Companies rushed to borrow money in the U.S. corporate bond market in the first week of the year, taking advantage of easier financial conditions as investors lowered their expectations of future developments. future interest rates.
In the first seven days of 2023, firms from Credit Suisse to Ford issued $63.7 billion of marketed debt in the United States, according to Dealogic data, compared to a total of $36.6 billion in the during the last five weeks of 2022.
While this week’s issuance is lower than the $73.1 billion issued in the first week of January 2022, interest rates have moved from near zero to a range of 4.25-4.5% since then. . This has significantly increased the cost of borrowing, with further tightening on the part of the Federal Reserve.
Although the cost of borrowing is much higher than it was a year ago, it has come down since the peak in October as slowing inflation dampened expectations about how long the Fed will have to keep interest rates high.
This is despite the central bank’s insistence on keeping interest rates high until it hits its inflation rate target of 2%. Treasury yields have fallen as investors bet interest rates will peak at around 5% in June, driving yields corporate debt lower too.
“If the 10-year Treasury stays at these levels for an extended period of time, you will see more issues coming into the market. And it’s not just lower levels, it’s lower volatility. more volatility in rates, the less corporate issues there are,” said Will Smith, director of US high-yield credit at AllianceBernstein.

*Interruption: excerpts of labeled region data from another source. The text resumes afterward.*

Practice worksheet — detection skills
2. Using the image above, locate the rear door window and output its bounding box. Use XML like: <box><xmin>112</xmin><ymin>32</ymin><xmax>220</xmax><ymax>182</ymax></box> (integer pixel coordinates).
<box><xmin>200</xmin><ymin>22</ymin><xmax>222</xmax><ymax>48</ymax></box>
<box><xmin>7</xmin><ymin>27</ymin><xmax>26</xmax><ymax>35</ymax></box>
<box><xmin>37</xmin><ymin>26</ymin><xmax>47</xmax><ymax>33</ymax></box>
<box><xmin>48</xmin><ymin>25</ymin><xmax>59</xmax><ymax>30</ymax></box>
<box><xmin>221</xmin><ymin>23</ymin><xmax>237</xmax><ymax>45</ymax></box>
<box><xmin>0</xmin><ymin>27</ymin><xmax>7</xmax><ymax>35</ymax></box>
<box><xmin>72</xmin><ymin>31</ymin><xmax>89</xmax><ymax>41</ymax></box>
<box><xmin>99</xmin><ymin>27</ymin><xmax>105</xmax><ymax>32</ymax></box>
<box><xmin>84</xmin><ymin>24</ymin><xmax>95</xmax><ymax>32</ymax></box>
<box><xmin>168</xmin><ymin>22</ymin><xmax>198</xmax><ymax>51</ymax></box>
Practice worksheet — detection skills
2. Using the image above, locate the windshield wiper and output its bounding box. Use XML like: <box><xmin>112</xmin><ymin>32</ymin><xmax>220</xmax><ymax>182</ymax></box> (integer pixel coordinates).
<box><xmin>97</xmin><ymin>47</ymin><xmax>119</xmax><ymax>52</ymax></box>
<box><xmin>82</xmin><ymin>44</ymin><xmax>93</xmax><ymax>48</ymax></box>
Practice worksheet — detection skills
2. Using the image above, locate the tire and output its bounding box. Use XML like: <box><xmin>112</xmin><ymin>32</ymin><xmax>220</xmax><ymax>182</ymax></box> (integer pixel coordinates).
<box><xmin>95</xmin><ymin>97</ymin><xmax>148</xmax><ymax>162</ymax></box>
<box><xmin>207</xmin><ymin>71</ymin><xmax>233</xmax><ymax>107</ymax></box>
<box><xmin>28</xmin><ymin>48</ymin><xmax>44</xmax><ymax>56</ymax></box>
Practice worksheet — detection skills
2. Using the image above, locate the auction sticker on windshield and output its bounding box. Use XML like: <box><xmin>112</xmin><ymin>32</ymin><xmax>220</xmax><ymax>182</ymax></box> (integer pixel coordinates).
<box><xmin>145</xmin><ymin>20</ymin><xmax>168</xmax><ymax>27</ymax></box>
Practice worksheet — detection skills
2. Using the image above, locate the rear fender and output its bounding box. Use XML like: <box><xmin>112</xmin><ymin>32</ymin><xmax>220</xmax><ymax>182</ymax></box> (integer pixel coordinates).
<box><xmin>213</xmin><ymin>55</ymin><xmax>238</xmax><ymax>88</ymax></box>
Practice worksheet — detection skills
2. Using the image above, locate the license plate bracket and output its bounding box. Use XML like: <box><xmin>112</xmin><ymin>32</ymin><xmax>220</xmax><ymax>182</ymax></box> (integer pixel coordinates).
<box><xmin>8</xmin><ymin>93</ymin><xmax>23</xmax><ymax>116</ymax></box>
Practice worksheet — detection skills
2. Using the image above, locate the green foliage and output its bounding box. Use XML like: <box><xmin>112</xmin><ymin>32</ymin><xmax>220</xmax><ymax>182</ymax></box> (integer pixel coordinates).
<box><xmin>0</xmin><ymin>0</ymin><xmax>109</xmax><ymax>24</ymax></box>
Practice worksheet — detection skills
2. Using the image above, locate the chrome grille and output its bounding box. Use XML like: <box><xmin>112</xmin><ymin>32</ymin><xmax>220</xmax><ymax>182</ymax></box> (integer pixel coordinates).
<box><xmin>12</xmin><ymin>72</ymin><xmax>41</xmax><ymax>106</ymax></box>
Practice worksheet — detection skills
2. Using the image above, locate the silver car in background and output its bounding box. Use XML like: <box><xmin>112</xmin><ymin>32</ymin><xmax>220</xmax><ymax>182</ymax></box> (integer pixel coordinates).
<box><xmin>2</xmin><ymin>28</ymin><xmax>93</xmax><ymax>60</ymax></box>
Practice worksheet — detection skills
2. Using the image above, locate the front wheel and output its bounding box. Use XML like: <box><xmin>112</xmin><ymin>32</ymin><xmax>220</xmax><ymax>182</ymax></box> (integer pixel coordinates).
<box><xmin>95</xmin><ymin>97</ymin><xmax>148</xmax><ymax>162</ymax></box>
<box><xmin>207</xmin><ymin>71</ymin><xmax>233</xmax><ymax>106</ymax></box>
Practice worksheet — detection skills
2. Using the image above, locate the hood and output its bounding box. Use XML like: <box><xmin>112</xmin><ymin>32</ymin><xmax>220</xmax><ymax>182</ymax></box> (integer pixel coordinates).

Issuance is generally high in January, as demand is weaker in December as many investors go on vacation. December was particularly slow in 2022 as the holidays were immediately preceded by a high-stakes Fed meeting in which the central bank changed the pace of its monetary tightening.
In the minutes of its December meeting published this week, Fed officials warned that “an unwarranted easing of financial conditions, particularly if driven by a public misperception of the committee’s reaction function, would complicate the committee’s efforts to restore price stability.”
Several issuers this week, including Societe Generale and UBS, initially lost interest in early December only to find an extremely slow market, according to a credit investor who wished to remain anonymous due to the confidential nature of the discussions.
The majority of issues this week were investment grade, with notable offers from foreign banks having large companies in the United States and a single high-yielding offer from Ford, which tops the junk rating spectrum.

John McClain, high-yield portfolio manager at Brandywine Global, said he had low expectations for more high-yield issues in the coming weeks as the scale of the next interest rate hike from the Fed at the end of January is unclear.
“High-yield borrowers are more sensitive to interest rate increases, and so if you don’t have to come into the market, you’re probably playing a little bit of a wait,” he said.
Corporate yields have fallen more than those of Treasures, with the difference between the two – the premium investors demand to hold riskier corporate bonds relative to risk-free Treasures – also narrowing since October. This generally indicates that investors are seeing a lower risk of default, suggesting that some have lowered their expectations for the extent of the slowdown in the US economy this year.
“The credit market is saying clearly to the equity market: we don’t see a recession, and if we do see one, it will be moderate,” said Andy Brenner, head of international fixed income at NatAlliance Securities.
But some investors confident that a recession is approaching argued that the lower premiums companies were paying to borrow were not attractive enough for investors, even in the market for quality securities where the risk of default is much lower.
“Spreads are very tight for where we are in the economic cycle, so you have to be selective,” said Monica Erickson, head of investment-grade credit at DoubleLine Capital, who said that of the 34 trades in Wednesday and Thursday, she participated in two.
“Obviously other people are buying because the deals are done, but we’re very selective about what we buy.”